Though streetwear is a popular category in several areas of retail, menswear seems to be the most viable for A.Tiziano. The brand encountered a bit of a roadblock when they experimented with expanding into women’s and children’s clothing.

“When we developed the label, the rabbit, the reason behind it was so that when we decided to go into kids’ or women’s, we would have that logo to go forward with,” Vickers said. Although some women’s and children’s pieces are still available on its website, the A.Tiziano team discovered that the market wasn’t right for the expansion.

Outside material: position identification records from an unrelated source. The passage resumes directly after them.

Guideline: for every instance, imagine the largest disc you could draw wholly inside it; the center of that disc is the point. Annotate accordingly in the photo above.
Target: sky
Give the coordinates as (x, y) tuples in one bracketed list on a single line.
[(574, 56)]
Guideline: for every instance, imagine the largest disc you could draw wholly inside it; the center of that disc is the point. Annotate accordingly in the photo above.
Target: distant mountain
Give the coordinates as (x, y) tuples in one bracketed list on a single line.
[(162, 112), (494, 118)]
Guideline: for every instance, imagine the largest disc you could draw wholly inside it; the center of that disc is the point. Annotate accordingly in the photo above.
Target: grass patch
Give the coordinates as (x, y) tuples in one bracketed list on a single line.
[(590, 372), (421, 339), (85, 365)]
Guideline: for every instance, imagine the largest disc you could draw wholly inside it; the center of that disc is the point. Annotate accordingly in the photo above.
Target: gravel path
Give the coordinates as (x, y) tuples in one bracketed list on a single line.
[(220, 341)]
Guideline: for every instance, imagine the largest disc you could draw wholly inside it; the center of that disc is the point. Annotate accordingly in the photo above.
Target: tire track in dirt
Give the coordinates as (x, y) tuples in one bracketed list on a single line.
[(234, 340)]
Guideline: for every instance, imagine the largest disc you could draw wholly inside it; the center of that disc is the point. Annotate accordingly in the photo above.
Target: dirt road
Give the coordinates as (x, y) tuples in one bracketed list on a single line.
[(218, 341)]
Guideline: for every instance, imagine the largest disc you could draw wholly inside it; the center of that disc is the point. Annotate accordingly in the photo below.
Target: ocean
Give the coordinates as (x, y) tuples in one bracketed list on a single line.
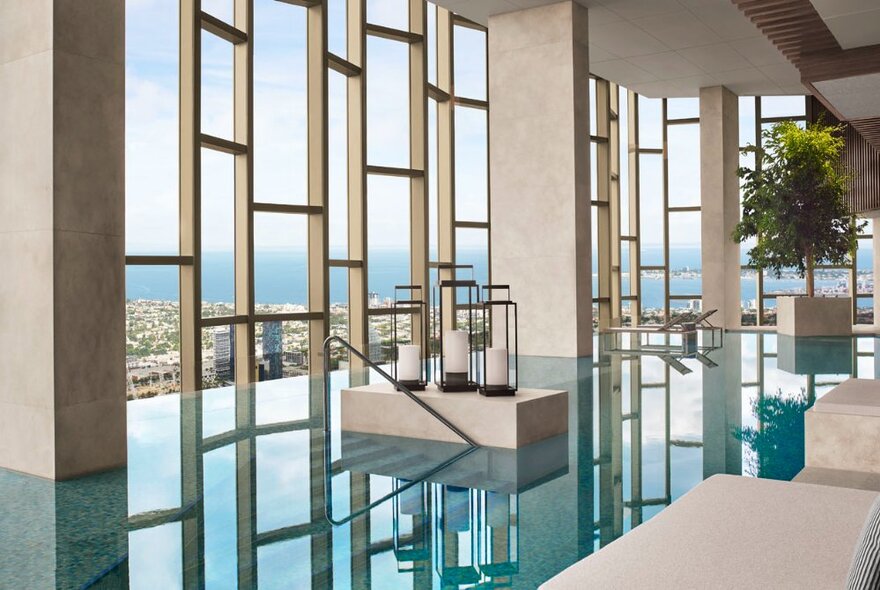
[(280, 277)]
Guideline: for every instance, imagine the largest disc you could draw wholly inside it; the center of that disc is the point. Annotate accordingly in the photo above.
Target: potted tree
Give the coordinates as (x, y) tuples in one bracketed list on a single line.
[(795, 208)]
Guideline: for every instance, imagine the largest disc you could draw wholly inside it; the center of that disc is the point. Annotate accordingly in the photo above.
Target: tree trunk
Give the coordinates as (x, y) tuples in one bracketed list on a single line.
[(811, 292)]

“Unfortunately, because of the workmanship that goes into our product, it was difficult to price the kids’ in a medium that would work at retail,” she explained.

Luckily for the brand, its menswear pieces are having enough success on their own. Vickers reported that A.Tiziano dresses football players, entertainers and rappers among its regular clientele. Again, Vickers said, this is thanks to Molt.

“I think everybody can’t wait to see the next collection, because you wouldn’t think that you could keep having home run after home run, or you wouldn’t think that you could keep reinventing, and she does,” Vickers said. “I’m blessed to have her on our team.”

In terms of the evolving demand for “urban” apparel, Vickers is somewhat critical of other brands and styles that take the category less seriously.

“I think its funny that the ‘urban’ word gets kind of tossed around,” she said. She explained that streetwear used to be a very specific type of style, but now, it depends on the savvy consumer who shops around. Again, she said, buyers are more likely to curate a personal style by choosing different pieces rather than staying loyal to one brand.

“I think that that’s one of the reasons why our assortment is so unique and why we have such a wide variety of consumers,” Vickers said. “You can buy pieces from me that are so unique that they make whatever you have in your wardrobe that much cooler.”